I woke up my roommate — a pilot himself — and turned on CNN just in time for both of us to watch the second plane hit live. Neither one of us spoke about it. We just sat there in silence watching the morning unfold.

I haven’t spoken to Chris in years, but if he’s anything like me, that image turned into one of the defining moments on our way to becoming adults. And looking back, we both would have missed it if not for the news being reported on Yahoo! that morning.

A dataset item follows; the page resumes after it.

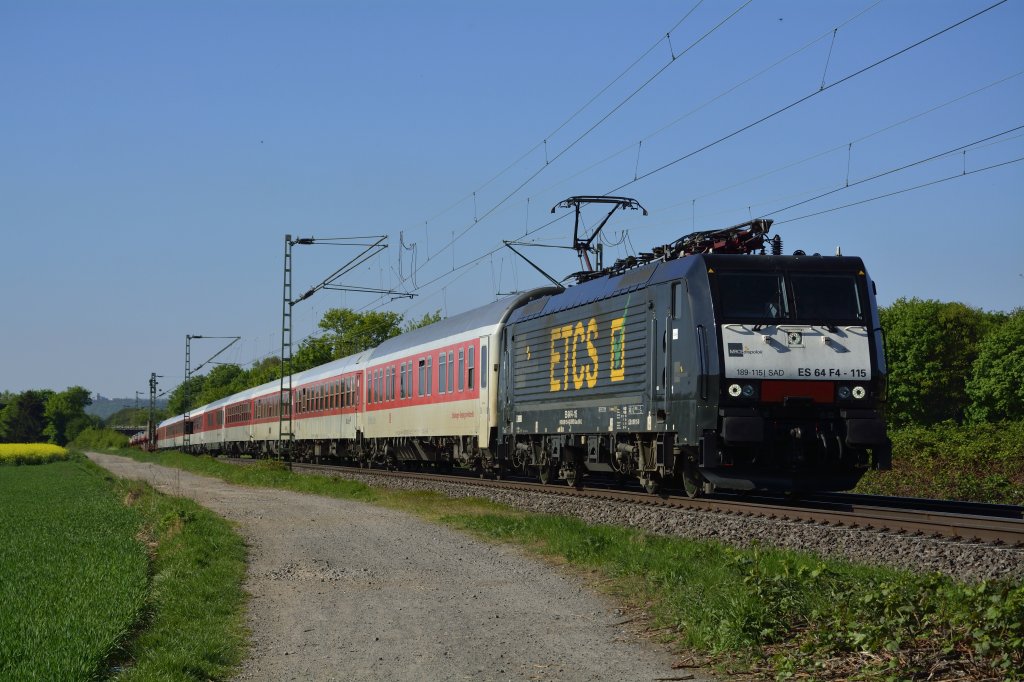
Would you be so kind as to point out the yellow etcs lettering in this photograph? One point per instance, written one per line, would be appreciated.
(573, 355)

And so, six years later in September 2007, I was sitting in Starbucks with my Yahoo! offer letter in hand trying to decide. I remember thinking how much Yahoo! had indirectly changed my life that day and with a thousand other small contributions since then. And now I was given the opportunity to work for them and possibly impact millions of other people, too.

That’s why I took the job.

So tech pundits can write gleefully about the fall of Yahoo! — the many missteps they took during their short corporate history. But fuck ’em. I’m proud I got to work there and with so many incredible people for three full years. And I’m sad to see Yahoo! put themselves up for sale. There are few companies around with such reach — few that can claim to have changed the lives of so many people with nothing else but a few bits over the wire.